Another question we sought to answer was if such network metrics correlate with mental capacity, which could be used as clinical biomarkers. We did not find any significant correlations between the estimated network metrics and MMSE scores in HC. On the other hand, the metrics of the H(2) networks correlated with the NAART scores (Figure 4) [49]. Higher NAART scores associated with higher interconnectivity, segregation and integration of the brain networks, i.e., stronger small-world characteristics. NAART test is a reliable indicator of verbal intelligence [49]. This agrees with the notion that small-world networks are more efficient in information processing, which in this case was higher verbal intelligence. The lack of correlations between scale-free network metrics and MMSE due to the preliminary nature of those findings should not be regarded conclusive.

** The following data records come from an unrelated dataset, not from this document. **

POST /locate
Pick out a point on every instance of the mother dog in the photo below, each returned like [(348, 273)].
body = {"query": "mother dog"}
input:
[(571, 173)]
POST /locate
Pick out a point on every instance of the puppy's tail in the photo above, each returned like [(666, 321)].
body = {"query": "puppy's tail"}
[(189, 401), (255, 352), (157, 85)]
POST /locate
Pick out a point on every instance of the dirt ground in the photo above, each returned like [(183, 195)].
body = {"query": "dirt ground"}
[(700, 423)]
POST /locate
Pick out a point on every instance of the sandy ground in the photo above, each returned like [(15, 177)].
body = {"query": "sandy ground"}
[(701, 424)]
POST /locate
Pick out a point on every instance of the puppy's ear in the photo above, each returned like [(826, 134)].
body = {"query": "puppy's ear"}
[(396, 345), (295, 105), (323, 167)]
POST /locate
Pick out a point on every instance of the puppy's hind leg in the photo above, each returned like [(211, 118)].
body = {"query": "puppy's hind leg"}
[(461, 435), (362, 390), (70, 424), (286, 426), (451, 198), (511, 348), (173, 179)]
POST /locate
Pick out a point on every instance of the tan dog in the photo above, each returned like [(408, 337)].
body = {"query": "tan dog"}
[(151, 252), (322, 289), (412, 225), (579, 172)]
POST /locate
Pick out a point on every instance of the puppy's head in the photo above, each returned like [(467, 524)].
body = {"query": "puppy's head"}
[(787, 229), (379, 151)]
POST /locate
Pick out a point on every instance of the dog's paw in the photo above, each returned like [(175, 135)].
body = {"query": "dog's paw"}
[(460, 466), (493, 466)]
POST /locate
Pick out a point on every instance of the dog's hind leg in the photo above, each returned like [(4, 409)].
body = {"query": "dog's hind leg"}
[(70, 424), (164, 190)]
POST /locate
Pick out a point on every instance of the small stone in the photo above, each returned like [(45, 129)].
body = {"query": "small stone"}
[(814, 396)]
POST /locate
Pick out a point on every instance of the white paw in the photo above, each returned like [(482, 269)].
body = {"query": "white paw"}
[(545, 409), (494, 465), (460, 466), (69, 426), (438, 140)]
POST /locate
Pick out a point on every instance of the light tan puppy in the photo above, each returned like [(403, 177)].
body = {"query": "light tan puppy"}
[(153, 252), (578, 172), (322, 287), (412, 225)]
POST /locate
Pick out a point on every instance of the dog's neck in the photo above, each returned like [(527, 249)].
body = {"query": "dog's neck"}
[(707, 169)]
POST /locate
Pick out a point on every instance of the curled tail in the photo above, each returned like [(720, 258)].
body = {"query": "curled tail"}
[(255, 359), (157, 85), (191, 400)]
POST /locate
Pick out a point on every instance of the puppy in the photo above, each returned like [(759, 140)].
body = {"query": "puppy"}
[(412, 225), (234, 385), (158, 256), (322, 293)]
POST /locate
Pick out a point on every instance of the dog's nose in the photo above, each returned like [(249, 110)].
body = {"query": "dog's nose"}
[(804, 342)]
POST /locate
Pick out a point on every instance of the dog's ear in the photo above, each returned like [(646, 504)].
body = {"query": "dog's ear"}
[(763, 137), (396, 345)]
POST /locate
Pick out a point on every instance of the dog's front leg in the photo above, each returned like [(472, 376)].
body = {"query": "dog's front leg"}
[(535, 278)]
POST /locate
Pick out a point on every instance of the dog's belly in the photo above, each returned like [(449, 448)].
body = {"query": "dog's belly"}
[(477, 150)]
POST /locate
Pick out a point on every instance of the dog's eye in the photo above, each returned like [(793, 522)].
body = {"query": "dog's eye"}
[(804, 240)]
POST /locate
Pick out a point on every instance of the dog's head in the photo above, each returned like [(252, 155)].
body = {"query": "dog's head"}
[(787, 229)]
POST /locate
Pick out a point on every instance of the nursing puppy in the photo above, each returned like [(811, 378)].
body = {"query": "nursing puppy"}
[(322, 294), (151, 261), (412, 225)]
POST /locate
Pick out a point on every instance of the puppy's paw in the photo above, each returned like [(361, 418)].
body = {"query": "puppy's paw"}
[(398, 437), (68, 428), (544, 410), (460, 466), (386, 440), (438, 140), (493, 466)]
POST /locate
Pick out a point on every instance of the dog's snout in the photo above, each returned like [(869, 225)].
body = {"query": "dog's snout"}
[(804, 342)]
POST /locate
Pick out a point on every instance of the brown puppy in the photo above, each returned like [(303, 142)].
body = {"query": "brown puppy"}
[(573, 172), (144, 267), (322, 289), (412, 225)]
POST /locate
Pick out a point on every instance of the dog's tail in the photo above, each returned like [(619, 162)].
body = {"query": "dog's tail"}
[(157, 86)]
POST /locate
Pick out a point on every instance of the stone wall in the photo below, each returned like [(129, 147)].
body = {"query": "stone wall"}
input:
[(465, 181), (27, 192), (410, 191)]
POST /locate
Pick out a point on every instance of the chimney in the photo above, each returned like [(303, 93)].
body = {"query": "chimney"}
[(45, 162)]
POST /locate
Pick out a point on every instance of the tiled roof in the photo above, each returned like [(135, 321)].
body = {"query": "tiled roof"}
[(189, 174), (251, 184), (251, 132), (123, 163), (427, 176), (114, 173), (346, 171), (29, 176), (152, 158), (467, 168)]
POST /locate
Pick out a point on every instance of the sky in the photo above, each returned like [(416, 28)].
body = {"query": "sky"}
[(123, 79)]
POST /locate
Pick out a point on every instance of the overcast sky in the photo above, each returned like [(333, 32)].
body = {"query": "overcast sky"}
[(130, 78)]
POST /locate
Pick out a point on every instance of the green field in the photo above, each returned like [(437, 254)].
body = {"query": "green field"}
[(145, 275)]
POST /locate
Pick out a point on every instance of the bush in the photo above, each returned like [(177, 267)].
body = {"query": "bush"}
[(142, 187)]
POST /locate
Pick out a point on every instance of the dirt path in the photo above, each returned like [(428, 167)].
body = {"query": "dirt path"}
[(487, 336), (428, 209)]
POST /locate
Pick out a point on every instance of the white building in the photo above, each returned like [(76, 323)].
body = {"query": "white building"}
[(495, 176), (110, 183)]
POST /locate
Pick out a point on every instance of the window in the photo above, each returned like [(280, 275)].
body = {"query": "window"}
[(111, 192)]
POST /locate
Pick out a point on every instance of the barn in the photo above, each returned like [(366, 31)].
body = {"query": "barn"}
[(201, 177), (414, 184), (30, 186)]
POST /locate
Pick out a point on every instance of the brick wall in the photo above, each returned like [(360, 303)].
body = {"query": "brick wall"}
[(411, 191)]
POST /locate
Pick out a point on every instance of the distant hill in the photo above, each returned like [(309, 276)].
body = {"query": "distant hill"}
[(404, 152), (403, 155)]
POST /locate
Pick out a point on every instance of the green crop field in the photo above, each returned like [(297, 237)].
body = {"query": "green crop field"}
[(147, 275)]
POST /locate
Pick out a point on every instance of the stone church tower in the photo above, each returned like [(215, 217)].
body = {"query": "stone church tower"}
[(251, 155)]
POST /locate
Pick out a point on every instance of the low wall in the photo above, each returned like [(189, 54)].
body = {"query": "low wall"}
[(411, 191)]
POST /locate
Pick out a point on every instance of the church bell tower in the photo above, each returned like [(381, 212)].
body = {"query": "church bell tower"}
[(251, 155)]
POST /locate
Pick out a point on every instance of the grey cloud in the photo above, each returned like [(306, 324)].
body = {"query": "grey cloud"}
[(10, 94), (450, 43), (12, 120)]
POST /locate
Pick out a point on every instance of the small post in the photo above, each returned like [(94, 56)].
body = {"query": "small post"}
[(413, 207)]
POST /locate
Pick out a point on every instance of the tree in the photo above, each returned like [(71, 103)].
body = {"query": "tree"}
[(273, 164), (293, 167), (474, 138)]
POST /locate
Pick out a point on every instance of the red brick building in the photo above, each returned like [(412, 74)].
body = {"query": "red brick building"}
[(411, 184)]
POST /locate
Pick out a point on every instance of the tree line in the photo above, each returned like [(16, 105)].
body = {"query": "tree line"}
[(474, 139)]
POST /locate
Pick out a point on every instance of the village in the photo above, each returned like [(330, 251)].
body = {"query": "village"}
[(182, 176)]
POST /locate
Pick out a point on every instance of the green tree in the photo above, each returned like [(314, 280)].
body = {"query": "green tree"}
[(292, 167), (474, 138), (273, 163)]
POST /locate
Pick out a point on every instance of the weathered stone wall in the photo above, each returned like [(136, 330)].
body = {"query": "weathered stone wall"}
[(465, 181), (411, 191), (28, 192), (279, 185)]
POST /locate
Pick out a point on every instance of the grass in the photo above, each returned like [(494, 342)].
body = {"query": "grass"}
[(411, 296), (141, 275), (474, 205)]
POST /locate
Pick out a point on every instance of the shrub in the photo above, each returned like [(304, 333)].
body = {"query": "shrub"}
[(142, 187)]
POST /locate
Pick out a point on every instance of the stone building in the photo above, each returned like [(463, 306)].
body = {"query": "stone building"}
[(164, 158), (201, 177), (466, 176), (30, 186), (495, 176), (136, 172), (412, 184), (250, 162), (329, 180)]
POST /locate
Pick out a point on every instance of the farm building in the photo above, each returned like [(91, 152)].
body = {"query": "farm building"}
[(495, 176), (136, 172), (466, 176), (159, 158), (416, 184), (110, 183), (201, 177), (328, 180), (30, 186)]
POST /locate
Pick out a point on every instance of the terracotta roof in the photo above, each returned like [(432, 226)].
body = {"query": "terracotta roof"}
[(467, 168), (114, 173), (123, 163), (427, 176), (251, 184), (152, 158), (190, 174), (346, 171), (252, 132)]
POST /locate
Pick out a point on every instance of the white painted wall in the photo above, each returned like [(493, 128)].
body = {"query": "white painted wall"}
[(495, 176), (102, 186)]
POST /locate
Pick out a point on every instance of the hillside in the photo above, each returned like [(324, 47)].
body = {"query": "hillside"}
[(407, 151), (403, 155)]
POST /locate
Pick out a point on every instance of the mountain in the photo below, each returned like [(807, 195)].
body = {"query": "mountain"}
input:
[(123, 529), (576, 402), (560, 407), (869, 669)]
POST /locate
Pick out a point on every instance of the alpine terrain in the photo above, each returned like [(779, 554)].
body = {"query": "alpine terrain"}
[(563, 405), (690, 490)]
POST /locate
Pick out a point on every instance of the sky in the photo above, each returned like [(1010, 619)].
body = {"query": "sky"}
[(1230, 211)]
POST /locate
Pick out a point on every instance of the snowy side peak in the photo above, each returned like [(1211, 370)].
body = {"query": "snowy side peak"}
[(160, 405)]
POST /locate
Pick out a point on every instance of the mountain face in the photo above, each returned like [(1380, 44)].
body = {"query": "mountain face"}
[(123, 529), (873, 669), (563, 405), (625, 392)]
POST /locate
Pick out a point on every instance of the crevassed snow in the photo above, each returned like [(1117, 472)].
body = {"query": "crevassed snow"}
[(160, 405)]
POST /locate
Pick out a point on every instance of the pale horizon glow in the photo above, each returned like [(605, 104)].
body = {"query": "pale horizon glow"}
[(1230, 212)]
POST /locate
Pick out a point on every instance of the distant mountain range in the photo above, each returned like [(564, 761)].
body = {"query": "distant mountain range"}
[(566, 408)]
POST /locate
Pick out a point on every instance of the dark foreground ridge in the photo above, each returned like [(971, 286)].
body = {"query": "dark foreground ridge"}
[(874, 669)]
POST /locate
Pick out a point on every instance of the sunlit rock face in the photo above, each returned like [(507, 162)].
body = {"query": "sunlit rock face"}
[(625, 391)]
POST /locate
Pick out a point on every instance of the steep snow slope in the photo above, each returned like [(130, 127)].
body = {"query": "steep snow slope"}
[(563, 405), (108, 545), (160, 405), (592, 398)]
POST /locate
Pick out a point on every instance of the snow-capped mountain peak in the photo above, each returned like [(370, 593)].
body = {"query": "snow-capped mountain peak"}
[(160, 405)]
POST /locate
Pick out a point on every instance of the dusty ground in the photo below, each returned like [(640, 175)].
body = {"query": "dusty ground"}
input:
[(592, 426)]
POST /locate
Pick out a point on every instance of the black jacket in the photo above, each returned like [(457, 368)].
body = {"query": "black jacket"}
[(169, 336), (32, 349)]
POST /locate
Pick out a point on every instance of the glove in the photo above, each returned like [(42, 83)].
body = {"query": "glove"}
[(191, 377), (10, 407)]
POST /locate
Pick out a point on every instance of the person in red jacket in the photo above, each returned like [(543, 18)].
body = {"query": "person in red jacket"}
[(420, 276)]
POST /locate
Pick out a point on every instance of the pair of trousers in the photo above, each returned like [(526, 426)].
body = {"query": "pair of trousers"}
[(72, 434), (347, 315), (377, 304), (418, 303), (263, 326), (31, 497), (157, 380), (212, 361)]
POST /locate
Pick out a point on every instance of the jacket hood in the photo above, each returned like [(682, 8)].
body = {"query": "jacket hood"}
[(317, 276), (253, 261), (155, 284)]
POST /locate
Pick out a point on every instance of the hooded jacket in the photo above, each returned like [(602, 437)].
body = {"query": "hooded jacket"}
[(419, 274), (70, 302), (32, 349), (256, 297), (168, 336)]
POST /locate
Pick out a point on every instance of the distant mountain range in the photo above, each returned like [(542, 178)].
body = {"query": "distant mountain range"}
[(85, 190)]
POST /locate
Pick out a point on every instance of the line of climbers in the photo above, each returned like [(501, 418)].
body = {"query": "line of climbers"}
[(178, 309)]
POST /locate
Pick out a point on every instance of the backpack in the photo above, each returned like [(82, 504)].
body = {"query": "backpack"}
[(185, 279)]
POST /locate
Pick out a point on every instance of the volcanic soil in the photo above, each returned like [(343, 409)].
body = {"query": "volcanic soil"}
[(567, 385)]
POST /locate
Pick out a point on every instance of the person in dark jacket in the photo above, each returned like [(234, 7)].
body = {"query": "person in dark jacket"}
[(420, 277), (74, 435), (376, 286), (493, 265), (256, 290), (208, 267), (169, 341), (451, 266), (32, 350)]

Despite the novelty of our findings, the following limitations should be outlined. MMSE and NAART scores of the PD patients were provided without indicating which patients took the tests ON and which took the tests OFF medication. This did not allow us to investigate the possible correlations of the scores with the network metrics in the PD population. Additionally, because of the small sample size, we cannot make inferences of the population. This is a common problem in studies where clinical populations are recruited. A possible solution to this issue is the generation of simulated EEG signals [50,51] based on structural connectivity or FC obtained through other imaging modalities, a methodology already implemented in an Alzheimer’s disease study [52]. Finally, in the last decade there have been growing indications that crucial events can generate multifractality [53,54]. It would be then beneficial to explore such theories in clinical populations, such as PD patients.

5. Conclusions

In this study, we investigated the multifractal functional connectivity of healthy and Parkinson’s disease participants. The results showed that the degree of multifractality was altered during dopaminergic treatment. By using a series of metrics, we showed that the complex architecture of the cortical network exhibited increased interconnectivity and integration and decreased segregation. We postulate that this difference can be attributed to the pharmacological administration of dopamine exerting a widespread short-term effect on functional cortical networks, since EEG could not detect differences between healthy control and PD patients when they were off medication. Finally, the verbal intelligence of the healthy participants depended on the small-world architecture of the network, paving the way for deeper investigation of small-world properties in scale-free FC networks.